La sorte del grande ruminante selvaggio è stata però infausta: il dilagare di popolazioni umane affamate di carne, ma soprattutto di terra da arare e coltivare, ridusse sempre più la disponibilità di territorio per l’uro, dovunque scacciato, o “imbastardito” con i bovini domestici. Si fece sempre più raro fino agli ultimi esemplari, segnalati nei pressi della Vistola intorno al 1627, poi l’animale scomparve per sempre.
Alcuni caratteri dell’uro (come ad esempio la forma delle corna, il colore del mantello ecc.) si ritrovano sparsi qua e là nelle varie razze di buoi domestici: in particolare il piccolo, lanuto bue scozzese sembra una curiosa miniatura dell’antico ruminante. […]
Se l’uro non c’è proprio più, il bisonte europeo “resiste”, almeno per ora. E’ in assoluto il più grande animale del nostro continente e, almeno un tempo, uno dei più selvaggi.

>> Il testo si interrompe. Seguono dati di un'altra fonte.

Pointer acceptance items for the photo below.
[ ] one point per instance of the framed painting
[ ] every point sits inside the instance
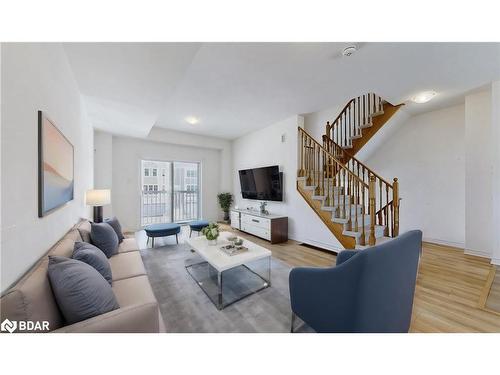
(55, 167)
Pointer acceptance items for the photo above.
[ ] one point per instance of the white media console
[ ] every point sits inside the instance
(273, 228)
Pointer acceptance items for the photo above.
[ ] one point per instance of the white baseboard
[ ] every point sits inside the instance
(495, 261)
(460, 245)
(321, 245)
(478, 253)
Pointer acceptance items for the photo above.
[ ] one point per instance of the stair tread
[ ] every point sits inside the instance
(378, 229)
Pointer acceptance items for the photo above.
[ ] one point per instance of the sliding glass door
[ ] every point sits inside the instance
(170, 191)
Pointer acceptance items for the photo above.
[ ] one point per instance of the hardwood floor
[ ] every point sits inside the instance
(448, 292)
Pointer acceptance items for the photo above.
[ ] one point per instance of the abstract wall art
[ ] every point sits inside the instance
(55, 167)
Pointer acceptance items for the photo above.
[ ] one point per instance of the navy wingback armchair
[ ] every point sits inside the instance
(368, 291)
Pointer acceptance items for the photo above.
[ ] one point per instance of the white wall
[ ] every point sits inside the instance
(126, 156)
(103, 173)
(263, 148)
(315, 122)
(479, 231)
(37, 77)
(495, 142)
(426, 154)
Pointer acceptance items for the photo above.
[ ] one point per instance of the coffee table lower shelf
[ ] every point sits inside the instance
(229, 286)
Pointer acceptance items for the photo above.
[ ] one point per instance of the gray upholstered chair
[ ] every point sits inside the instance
(368, 291)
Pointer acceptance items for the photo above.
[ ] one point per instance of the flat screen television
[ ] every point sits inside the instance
(262, 183)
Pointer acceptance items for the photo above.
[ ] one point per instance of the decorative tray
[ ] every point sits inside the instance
(233, 250)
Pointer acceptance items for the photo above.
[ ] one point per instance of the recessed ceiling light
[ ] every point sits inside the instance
(423, 97)
(192, 120)
(349, 50)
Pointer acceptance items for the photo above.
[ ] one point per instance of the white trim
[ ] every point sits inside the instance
(495, 261)
(460, 245)
(478, 253)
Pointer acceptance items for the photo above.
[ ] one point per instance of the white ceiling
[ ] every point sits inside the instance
(235, 88)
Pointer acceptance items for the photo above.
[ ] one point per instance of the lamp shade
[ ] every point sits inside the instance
(98, 197)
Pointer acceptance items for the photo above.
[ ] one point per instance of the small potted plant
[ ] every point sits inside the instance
(211, 233)
(225, 201)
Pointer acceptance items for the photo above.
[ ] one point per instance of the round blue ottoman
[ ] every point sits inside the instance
(197, 226)
(162, 230)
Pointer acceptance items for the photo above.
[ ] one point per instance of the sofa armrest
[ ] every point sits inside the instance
(325, 298)
(345, 255)
(129, 319)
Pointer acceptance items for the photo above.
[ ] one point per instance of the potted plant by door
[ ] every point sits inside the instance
(225, 201)
(211, 232)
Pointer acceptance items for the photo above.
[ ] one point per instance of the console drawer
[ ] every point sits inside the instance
(256, 221)
(235, 219)
(256, 231)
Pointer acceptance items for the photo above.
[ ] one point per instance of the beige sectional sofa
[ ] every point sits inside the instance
(31, 298)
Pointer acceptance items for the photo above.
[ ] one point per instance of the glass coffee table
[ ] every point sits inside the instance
(224, 278)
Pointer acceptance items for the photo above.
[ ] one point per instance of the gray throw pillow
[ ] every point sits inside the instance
(94, 257)
(104, 237)
(115, 224)
(80, 291)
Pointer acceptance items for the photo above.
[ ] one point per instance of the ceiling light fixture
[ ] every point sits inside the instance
(423, 97)
(349, 51)
(192, 120)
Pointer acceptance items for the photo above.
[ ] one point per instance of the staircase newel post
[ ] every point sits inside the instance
(395, 203)
(371, 195)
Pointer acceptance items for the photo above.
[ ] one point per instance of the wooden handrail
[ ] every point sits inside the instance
(347, 186)
(350, 156)
(341, 165)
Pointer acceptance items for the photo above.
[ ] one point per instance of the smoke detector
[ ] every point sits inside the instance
(349, 50)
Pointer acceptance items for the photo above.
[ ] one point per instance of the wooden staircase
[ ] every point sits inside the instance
(358, 206)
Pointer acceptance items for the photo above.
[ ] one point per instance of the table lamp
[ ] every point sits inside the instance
(97, 199)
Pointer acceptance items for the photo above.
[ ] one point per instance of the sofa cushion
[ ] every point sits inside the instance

Le sue dimensioni sono leggermente superiori a quelle del cugino d’oltreoceano e pur somigliandogli nel colore e nella forma delle corna è però più irsuto e la groppa rimane alta, per cui non si osserva i caratteristico profilo spiovente che si osserva nel bisonte americano.
L’aspetto, massiccio e molto “primitivo”, suscita notevole impressione: non stupisce che fino a qualche tempo fa le popolazioni rurali dell’Europa centrosettentrionale ne abbiano avuto un sacrosanto terrore.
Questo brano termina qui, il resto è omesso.